Ditanya tetang jumlah tenaga kesehatan yang terpapar Covid-19, Mei tidak mau berkomentar. Dia menyerahkan hal tersebut ke pimpinan rumah sakit. Sayang, Wakil Direktur RSUD Nganjuk dr Tien Farida Yani belum memberikan jawaban. Beberapa kali dihubungi melalui ponselnya, tidak diangkat.
Sementara itu, penutupan IGD RSUD Nganjuk berdampak pada overload-nya IGD RSUD Kertosono. Pasien-pasien baru yang masuk ke sana terpaksa dirawat di teras karena ruangan sudah penuh sejak beberapa hari lalu.
Pasien yang dirawat di luar ruangan itu kebanyakan merupakan pasien kasus korona. Direktur RSUD Kertosono dr Hendriyanto mengatakan, rata-rata mereka berasal dari rujukan puskesmas dan rumah sakit lain. Khusus kasus korona, pasien yang sudah menjalani swab ditempatkan di ruang transit. “Ada sembilan pasien,” ujar Hendri sembari menyebut delapan pasien lainnya menunggu hasil rapid antigen.

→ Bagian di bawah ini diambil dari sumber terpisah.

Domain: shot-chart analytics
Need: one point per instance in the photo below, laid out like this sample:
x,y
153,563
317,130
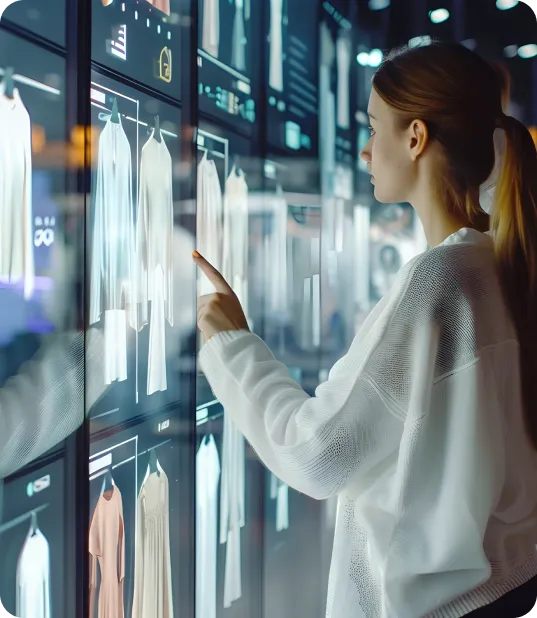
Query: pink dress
x,y
107,547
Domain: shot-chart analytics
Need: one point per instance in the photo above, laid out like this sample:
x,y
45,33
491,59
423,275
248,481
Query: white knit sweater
x,y
418,430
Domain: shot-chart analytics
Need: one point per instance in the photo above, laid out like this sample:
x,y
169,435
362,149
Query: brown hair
x,y
461,97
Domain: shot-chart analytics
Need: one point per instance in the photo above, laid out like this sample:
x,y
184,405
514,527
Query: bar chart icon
x,y
117,45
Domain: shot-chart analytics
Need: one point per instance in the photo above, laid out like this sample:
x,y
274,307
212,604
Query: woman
x,y
426,430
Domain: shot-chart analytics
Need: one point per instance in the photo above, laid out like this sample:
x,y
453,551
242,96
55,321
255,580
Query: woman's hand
x,y
220,311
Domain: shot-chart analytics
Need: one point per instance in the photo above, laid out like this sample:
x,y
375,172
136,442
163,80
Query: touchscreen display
x,y
292,76
141,275
142,40
140,521
33,298
228,59
337,84
47,19
32,544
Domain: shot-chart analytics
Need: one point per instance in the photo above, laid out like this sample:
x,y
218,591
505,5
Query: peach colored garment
x,y
161,5
107,546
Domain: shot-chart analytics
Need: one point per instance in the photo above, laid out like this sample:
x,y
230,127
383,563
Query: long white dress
x,y
232,496
232,508
279,491
112,287
343,54
152,562
276,263
276,45
210,39
33,578
209,220
238,51
16,220
154,264
207,478
235,237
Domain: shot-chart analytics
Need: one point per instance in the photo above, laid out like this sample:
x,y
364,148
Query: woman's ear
x,y
419,137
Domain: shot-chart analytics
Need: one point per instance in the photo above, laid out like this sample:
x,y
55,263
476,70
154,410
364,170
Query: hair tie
x,y
501,121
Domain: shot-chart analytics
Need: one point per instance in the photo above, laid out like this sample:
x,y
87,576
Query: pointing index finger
x,y
220,284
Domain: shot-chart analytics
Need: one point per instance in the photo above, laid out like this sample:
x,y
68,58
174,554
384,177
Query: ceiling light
x,y
505,5
420,41
438,15
470,44
510,51
528,51
375,58
378,5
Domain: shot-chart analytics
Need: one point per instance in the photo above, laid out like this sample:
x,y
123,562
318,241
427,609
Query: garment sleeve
x,y
46,579
315,444
121,541
321,445
168,601
137,601
131,282
141,252
18,606
225,490
169,256
227,231
44,403
98,241
458,441
29,268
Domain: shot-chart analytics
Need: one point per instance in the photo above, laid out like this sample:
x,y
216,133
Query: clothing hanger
x,y
33,524
153,462
8,83
115,113
108,482
236,165
156,133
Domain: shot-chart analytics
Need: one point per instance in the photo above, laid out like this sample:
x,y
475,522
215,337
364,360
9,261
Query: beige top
x,y
152,571
107,546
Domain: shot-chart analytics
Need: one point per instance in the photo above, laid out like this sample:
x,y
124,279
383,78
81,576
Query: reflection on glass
x,y
227,62
131,542
141,296
32,541
142,40
291,76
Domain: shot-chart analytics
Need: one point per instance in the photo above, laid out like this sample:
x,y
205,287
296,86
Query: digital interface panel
x,y
338,82
142,40
292,76
228,60
135,475
32,116
32,544
47,19
141,283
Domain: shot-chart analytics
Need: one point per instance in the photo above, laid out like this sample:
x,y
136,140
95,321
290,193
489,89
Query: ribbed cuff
x,y
212,354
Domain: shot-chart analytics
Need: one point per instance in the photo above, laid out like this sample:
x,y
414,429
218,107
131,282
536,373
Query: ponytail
x,y
514,227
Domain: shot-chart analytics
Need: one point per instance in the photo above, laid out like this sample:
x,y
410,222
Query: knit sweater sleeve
x,y
46,401
341,437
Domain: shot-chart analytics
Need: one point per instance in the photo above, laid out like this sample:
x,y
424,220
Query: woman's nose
x,y
364,154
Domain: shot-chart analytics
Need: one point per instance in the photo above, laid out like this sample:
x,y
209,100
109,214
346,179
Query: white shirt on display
x,y
419,431
33,578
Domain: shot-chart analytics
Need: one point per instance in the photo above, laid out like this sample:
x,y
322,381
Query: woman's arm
x,y
44,403
315,444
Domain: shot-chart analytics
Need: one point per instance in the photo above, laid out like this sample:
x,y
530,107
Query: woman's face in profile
x,y
386,153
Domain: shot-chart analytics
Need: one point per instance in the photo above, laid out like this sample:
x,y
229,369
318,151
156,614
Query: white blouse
x,y
418,430
16,220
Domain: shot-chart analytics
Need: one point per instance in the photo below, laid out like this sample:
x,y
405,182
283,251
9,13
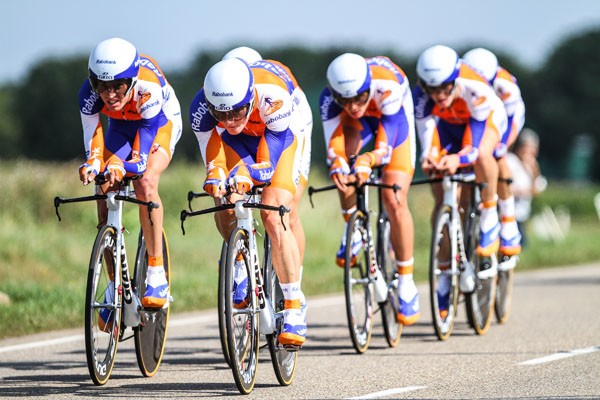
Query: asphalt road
x,y
549,348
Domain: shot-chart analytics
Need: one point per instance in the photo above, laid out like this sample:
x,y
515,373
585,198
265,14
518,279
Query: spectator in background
x,y
527,178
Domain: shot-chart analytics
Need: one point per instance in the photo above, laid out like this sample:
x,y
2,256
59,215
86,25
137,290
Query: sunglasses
x,y
445,89
360,99
235,115
119,86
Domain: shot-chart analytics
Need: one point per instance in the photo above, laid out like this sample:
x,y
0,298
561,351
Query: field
x,y
43,265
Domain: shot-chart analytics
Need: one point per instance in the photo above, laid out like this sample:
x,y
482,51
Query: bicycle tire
x,y
503,304
387,262
284,361
443,320
357,285
480,303
221,303
150,336
242,325
100,344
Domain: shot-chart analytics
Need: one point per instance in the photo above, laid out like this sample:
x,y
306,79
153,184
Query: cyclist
x,y
249,56
505,85
144,125
459,120
252,123
369,100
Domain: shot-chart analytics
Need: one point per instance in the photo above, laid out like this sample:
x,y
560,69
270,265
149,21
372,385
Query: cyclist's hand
x,y
339,172
215,181
115,169
449,163
89,170
362,167
240,181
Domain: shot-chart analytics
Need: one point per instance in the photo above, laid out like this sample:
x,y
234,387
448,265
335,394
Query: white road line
x,y
560,356
388,392
321,302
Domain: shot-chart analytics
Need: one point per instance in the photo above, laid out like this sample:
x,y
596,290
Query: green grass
x,y
44,262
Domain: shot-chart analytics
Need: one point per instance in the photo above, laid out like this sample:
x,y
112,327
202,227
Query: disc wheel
x,y
357,286
102,307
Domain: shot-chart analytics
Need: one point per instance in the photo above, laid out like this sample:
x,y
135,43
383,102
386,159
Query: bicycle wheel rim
x,y
503,304
391,327
442,280
358,289
284,361
242,324
101,343
221,303
151,335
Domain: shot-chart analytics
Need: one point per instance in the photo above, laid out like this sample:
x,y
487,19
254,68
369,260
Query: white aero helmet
x,y
483,61
348,75
229,84
438,65
114,59
249,55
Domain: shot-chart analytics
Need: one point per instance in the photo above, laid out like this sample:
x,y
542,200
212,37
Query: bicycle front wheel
x,y
357,285
242,321
503,303
443,281
284,361
221,302
102,307
479,303
151,335
391,327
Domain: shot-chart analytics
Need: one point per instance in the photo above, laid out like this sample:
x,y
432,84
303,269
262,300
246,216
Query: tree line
x,y
39,117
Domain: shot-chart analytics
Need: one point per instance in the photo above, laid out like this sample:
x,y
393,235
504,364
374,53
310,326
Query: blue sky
x,y
173,32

Terkait banyaknya pasien yang masuk ke IGD RSUD Kertosono, Hendri menduga akibat beberapa faktor. Selain IGD RSUD Nganjuk ditutup juga karena rumah sakit lainnya di luar Nganjuk mulai penuh.

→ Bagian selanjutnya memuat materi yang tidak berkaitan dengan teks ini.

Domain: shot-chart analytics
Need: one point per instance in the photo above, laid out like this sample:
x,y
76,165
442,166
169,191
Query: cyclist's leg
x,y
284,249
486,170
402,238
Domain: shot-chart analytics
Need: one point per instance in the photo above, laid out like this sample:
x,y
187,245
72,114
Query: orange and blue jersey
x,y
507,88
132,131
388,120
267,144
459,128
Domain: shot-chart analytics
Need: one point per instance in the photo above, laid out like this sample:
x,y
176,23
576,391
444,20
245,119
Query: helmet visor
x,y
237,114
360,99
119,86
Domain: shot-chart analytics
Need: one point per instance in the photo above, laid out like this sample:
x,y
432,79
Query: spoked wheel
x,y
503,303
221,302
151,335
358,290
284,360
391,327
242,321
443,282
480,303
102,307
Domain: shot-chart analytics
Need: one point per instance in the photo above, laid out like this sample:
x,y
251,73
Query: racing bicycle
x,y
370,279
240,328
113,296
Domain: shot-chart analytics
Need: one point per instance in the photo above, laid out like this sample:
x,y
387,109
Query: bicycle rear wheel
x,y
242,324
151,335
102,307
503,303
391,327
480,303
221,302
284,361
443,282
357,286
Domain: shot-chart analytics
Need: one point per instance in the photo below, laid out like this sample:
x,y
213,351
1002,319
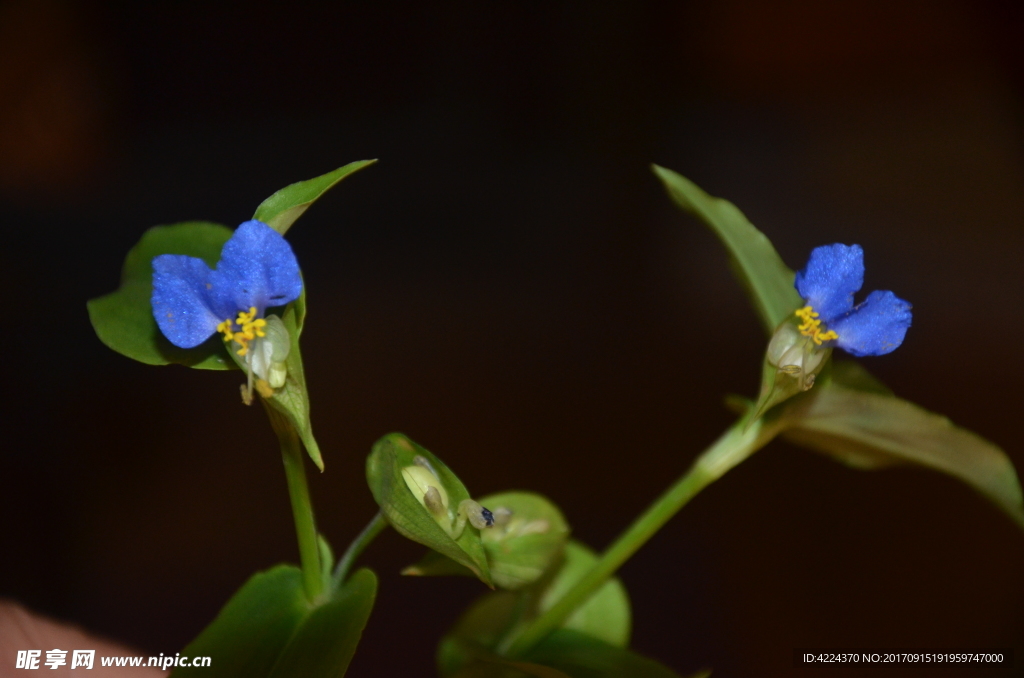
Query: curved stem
x,y
738,442
302,509
369,534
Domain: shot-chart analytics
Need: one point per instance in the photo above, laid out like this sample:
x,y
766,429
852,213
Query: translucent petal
x,y
832,276
180,299
875,327
257,268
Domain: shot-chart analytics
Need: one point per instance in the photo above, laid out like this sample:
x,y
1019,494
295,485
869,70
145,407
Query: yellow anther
x,y
811,326
225,329
250,327
244,318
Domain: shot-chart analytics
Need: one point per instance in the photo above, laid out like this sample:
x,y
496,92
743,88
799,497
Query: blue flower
x,y
833,274
190,301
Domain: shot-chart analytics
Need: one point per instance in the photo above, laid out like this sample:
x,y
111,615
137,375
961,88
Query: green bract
x,y
526,540
408,505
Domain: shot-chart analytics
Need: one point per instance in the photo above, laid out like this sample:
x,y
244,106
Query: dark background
x,y
510,287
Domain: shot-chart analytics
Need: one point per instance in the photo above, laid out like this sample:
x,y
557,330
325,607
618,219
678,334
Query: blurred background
x,y
511,288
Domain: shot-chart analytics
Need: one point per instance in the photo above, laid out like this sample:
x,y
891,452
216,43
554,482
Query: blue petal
x,y
875,327
257,268
832,276
180,299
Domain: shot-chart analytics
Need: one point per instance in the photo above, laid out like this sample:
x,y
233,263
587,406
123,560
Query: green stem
x,y
374,527
738,442
302,508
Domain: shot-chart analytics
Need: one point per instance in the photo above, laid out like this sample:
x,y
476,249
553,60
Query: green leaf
x,y
409,516
606,616
767,280
292,399
870,429
565,652
519,550
325,642
582,655
253,628
283,208
496,619
123,320
268,629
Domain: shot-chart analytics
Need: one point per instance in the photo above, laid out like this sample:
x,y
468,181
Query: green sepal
x,y
767,280
292,399
494,621
519,552
282,209
855,419
123,320
406,512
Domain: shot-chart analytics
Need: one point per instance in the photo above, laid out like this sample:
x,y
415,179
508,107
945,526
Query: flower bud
x,y
270,352
794,353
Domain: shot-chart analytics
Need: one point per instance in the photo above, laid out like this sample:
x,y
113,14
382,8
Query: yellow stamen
x,y
225,329
250,327
811,326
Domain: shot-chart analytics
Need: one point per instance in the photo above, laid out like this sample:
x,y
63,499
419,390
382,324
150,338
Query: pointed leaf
x,y
123,320
407,513
767,280
283,208
868,429
268,629
496,619
585,657
253,628
326,640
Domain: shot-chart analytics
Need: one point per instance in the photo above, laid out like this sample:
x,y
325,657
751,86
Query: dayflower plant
x,y
257,269
829,318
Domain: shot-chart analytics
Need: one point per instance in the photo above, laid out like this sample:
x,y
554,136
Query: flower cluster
x,y
257,270
827,283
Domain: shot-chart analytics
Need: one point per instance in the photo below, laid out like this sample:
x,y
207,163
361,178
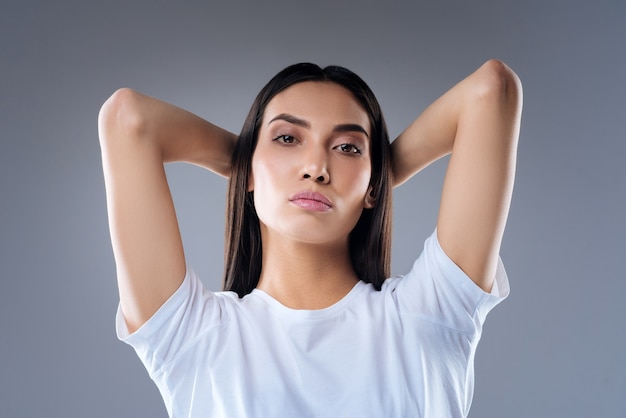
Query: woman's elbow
x,y
497,81
120,117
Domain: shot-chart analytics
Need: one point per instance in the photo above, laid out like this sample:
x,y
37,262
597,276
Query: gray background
x,y
554,348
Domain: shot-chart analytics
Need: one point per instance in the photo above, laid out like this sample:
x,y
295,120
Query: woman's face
x,y
311,167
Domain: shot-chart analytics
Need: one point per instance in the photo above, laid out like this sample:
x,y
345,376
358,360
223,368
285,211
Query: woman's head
x,y
369,241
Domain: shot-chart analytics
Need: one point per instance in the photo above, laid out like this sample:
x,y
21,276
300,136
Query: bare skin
x,y
306,262
477,121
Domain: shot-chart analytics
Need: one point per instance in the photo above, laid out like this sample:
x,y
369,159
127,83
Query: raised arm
x,y
478,121
138,134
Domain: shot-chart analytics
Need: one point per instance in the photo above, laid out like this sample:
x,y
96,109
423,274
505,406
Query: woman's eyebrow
x,y
344,127
291,119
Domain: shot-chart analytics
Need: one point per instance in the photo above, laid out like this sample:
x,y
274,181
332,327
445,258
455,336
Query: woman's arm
x,y
137,135
478,121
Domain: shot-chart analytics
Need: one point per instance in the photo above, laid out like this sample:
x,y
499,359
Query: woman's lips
x,y
311,201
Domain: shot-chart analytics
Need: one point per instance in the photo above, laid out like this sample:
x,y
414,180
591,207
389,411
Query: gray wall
x,y
554,348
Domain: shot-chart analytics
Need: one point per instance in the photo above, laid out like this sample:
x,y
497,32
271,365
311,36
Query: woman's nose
x,y
315,168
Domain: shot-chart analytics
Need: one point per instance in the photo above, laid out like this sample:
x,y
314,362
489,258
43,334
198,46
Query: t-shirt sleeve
x,y
438,290
189,313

Ditanya tentang pemanfaatan tenda darurat di sana, Hendri menyebut tenda itu merupakan opsi terakhir. Menurutnya, manajemen sudah menambah tempat tidur untuk pasien Covid-19 yang sebelumnya 40 menjadi 64 tempat tidur (TT). Tetapi, penambahan TT tersebut rupanya masih belum cukup untuk menampung pasien yang baru masuk.
Untuk diketahui, hingga kemarin kasus Covid-19 memang terus bertambah. Setidaknya ada 30 pasien terkonfirmasi positif baru yang ditemukan kemarin. “Jumlah pasien yang sembuh ada 25 orang,” jelas Hendri yang juga juru bicara GTPP Covid-19 Nganjuk.
Dari puluhan pasien tersebut, Hendri menyebut ada tujuh psien yang meninggal dunia. Dengan penambahan tersebut, total ada 135 warga Nganjuk yang meninggal akibat korona.
Dengan masih banyaknya kasus Covid-19 di Nganjuk, Hendri kembali meminta agar warga Nganjuk meningkatkan kedisiplinan menerapkan protokol kesehatan. “Jangan bosan memakai masker saat beraktivitas di luar rumah. Hindari kerumunan, dan sering mencuci tangan menggunakan sabun,” pintanya.